The limits acknowledged by the scientific literature for TBARS were used, observing that values above 1 - 2 mg of malondialdehyde/kg fish are associated to rancid taste and smell [31] . Moreover, [32] report that TBARS values above 1.59 of malondialdehyde/kg sample can cause harm to consumer’s health, since malonic dialdehyde and other products of lipid oxidation have been related to the onset of cancer and therefore have called the attention of the scientific community. On the other hand, [33] stated that a product with values below 3.0 of malondialdehyde/kg should be considered in good condition.

Table 2. Count of aerobic mesophilic heterotrophic bacteria (UFC. g1) of meatballs trout.                             

*UFC. g−1 = colony forming units per gram of sample. **T1 (starch addition), T2 (MTG addition), T3 (soy protein addition), T4 (soy protein and MTG addition) and T5 (soy protein addition, MTG addition and partial replacement of salt). ***P0 = day 1, P1 = after 60 days of storage. Different letters in the same column indicate significant differences (P < 0.05).

Table 3. Results of TBARS (mg MDA/kg) and pH analyzes of samples in different treatments of meatballs trout.         

*T1 (starch addition), T2 (MTG addition), T3 (soy protein addition), T4 (soy protein and MTG addition) and T5 (soy protein addition, MTG addition and partial replacement of salt). **TBARS (thiobarbituric acid reactive substances) **P0 = day 1, P1 = after 60 days of storage. Different letters in the same line indicate significant differences (P < 0.05).

No difference (P < 0.05) was observed among TBARS values (mg MDA/kg) during storage, except for T1 (control) which showed higher TBARS on the 60th day in comparasion to first day of storage. This fact may be attributed to presence of substances such as ketones, amino acids, oxidized proteins, carbohydrates, pyridines, esters, sugars. These compounds as well as malonaldehyde, can react with thiobarbituric acid (TBA) directly influencing the TBARS result, allowing to suggest that the TBARS significant increase only in the control samples, may have been caused by the presence of starch and not necessarily by degradation of the lipid fraction [34] . Nevertheless, although has been observed an increase of TBARS in T1 the values of the analyzed samples were within the limits indicated in literature.

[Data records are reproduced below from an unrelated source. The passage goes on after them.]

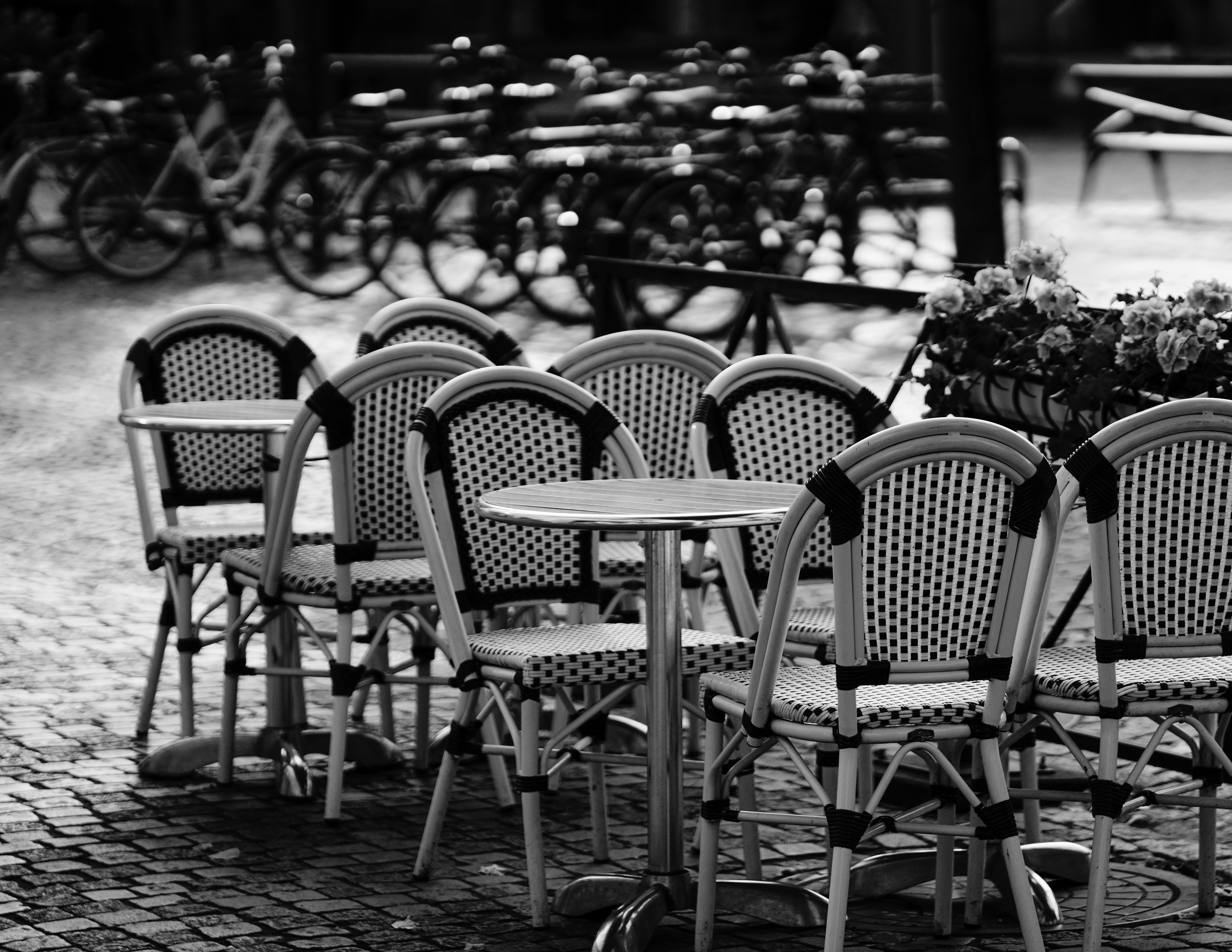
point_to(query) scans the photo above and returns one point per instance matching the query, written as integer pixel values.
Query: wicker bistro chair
(651, 380)
(1156, 487)
(206, 353)
(779, 418)
(441, 321)
(513, 427)
(376, 562)
(932, 528)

Figure 1 shows the values of biogenic mines obtained by HPLC. The tyramine concentration found in the different treatments was not considered high in P0, with the lowest value in T5 (3.47 mg/kg) and the highest value in T1 (14.32 mg/kg). At the end of the 60-day storage (P1) tyramine concentration significantly (P < 0.05) increased only in T1 and T2, where T2 reached the highest value (363.41 mg/kg). Tyramine is an important amine from the toxicological point of view because the detoxification mechanisms in humans may not be sufficient in case of high intake by allergic persons or patients that make use of drugs such as antidepressants and Parkinson disease symptom controllers [35] . The toxicity of tyramine and histamine are associated with the presence of alcohol and acetaldehyde, which can increase their toxic potential because they help to promote the transport of the biogenic amines to the intestinal wall [36] . According to [37] the toxic concentration of tyramine in healthy humans is 125 mg/kg, while in immunocompromised persons this value falls to 6 mg/Kg. Studies showed that in addition to its toxicity, tyramine promotes the adherence of pathogens such as Escherichia coli 0157:h7 on the gastric mucosa [38] .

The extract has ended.